Applying Prospect Theory to Participation in a CAPI/Web Panel Survey

Peter Lynn a,
PMCID: PMC6848831  PMID: 31723305

Abstract

Prospect theory states that the influential power of avoiding negative outcomes is stronger than that of achieving positive outcomes. In a survey context, this theory has been tested with respect to not only participation in a CATI survey, but also giving consent to data linkage in CATI surveys. No study, however, has tested the theory with respect to participation in a CAPI or web survey. This study does so in a mixed-mode panel context; it also tests the moderating effects of time-in-panel, response history, and mode protocol. Results show that the framing of the survey participation request influences participation propensity in a way consistent with prospect theory, but only for relatively recent panel entrants. The opposite effect is found for long-term panel participants. No difference is found between mode protocols.


Prospect theory (Kahneman and Tversky 1979, 1984) is a general theory concerning the psychology of decision-making. It states that the influential power of avoiding negative outcomes is stronger than that of achieving positive outcomes. Experimental evidence is consistent with the theory in several contexts. For example, people are more willing to take actions to prevent a charity from losing $10 than they are to earn $10 for the charity (Kahneman 2011).

In a survey context, the theory has been applied to the decision to take part (or not) in a survey and to the decision to give consent (or not) to data linkage. Tourangeau and Ye (2009) carried out an experiment on a telephone follow-up to an RDD survey in the United States, in which interviewers emphasized either the positive benefits of participation or the negative consequences of not participating. They found a higher re-interview rate with the negative appeal.

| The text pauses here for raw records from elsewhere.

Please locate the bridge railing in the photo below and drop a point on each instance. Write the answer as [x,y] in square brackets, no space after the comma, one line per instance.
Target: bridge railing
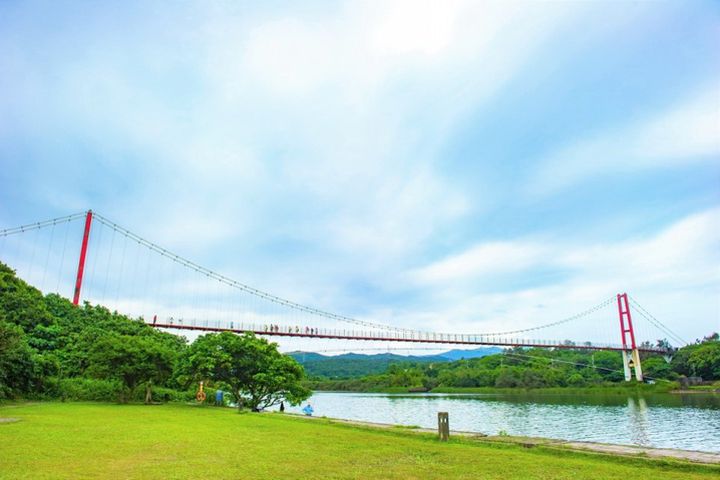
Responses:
[379,335]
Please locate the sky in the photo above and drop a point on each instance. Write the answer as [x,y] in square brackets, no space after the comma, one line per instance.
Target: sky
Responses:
[452,166]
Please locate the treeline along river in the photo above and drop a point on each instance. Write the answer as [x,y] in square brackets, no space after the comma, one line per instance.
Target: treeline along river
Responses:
[689,422]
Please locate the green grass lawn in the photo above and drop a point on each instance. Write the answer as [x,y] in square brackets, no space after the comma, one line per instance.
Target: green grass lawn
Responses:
[88,440]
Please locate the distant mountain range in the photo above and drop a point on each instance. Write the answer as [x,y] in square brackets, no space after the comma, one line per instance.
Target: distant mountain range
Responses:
[350,365]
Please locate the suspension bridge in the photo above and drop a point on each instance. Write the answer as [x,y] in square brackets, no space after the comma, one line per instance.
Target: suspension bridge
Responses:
[100,262]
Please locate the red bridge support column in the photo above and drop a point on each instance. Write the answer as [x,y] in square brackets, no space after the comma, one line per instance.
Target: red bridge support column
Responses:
[81,262]
[630,354]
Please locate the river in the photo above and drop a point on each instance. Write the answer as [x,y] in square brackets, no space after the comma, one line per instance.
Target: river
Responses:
[688,422]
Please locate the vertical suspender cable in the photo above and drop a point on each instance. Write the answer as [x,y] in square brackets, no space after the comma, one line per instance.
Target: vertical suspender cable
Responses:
[47,258]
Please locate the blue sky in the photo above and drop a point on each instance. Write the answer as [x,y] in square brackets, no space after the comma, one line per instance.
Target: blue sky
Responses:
[439,165]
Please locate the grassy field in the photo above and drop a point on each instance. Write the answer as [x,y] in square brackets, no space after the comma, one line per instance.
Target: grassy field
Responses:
[87,440]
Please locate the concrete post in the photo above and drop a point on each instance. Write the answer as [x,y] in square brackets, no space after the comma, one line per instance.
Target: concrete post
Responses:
[443,426]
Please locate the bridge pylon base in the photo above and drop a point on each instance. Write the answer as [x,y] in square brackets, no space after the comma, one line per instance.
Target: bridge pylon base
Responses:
[631,361]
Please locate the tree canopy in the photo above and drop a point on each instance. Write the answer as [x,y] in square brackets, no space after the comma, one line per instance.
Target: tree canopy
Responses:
[257,375]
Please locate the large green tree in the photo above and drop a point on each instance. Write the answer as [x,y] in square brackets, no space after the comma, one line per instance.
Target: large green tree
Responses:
[17,361]
[132,359]
[255,372]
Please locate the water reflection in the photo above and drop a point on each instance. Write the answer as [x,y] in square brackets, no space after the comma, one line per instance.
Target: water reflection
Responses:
[689,422]
[637,415]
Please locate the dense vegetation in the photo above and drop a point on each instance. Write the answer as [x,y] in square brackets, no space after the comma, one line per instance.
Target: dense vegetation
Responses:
[352,365]
[535,368]
[50,348]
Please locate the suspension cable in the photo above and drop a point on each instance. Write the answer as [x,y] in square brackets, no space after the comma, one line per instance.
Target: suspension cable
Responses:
[649,317]
[597,307]
[238,285]
[38,225]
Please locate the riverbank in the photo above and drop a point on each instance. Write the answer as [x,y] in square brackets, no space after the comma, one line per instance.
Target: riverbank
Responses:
[87,440]
[532,442]
[620,389]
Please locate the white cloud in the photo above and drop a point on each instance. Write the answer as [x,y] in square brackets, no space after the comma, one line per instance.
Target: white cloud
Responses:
[688,133]
[675,273]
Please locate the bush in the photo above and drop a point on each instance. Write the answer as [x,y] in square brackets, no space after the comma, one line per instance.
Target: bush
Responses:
[87,389]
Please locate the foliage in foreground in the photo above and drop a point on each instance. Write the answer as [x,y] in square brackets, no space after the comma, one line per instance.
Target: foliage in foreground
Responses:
[50,348]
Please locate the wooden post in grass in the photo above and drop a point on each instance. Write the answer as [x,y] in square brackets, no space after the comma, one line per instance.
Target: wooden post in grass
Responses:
[443,426]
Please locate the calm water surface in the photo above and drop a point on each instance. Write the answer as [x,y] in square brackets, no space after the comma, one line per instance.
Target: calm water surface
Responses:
[690,422]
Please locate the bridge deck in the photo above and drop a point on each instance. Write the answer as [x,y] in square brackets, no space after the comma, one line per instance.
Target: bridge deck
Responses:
[410,336]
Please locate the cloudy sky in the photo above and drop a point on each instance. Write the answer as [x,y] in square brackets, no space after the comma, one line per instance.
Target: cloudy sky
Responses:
[454,166]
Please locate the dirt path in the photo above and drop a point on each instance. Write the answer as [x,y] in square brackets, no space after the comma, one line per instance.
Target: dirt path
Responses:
[605,448]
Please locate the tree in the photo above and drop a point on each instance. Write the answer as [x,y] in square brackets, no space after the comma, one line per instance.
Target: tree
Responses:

Two separate studies, also both on telephone surveys, found a higher rate of consent to data linkage with the negative wording. One of these studies took place in the United States (Kreuter, Sakshaug, and Tourangeau 2016), and the other in Germany (Sakshaug, Wolter, and Kreuter 2015). Bradburn (2016) has noted that the idea might also be applicable in other survey contexts.

This study applies prospect theory to a CAPI and web survey. Members of the Understanding Society Innovation Panel, a probability-based general population panel in the UK, were randomly allocated to one of two treatment groups. The control group received an advance letter that stressed the positive benefits of participation. (This is referred to as the control group, as this approach had been used in the advance letters for all previous waves of the Innovation Panel.) The treatment group instead received a letter that stressed the negative consequences of not participating, framed as a loss of value of the data that the respondent had already supplied at previous waves.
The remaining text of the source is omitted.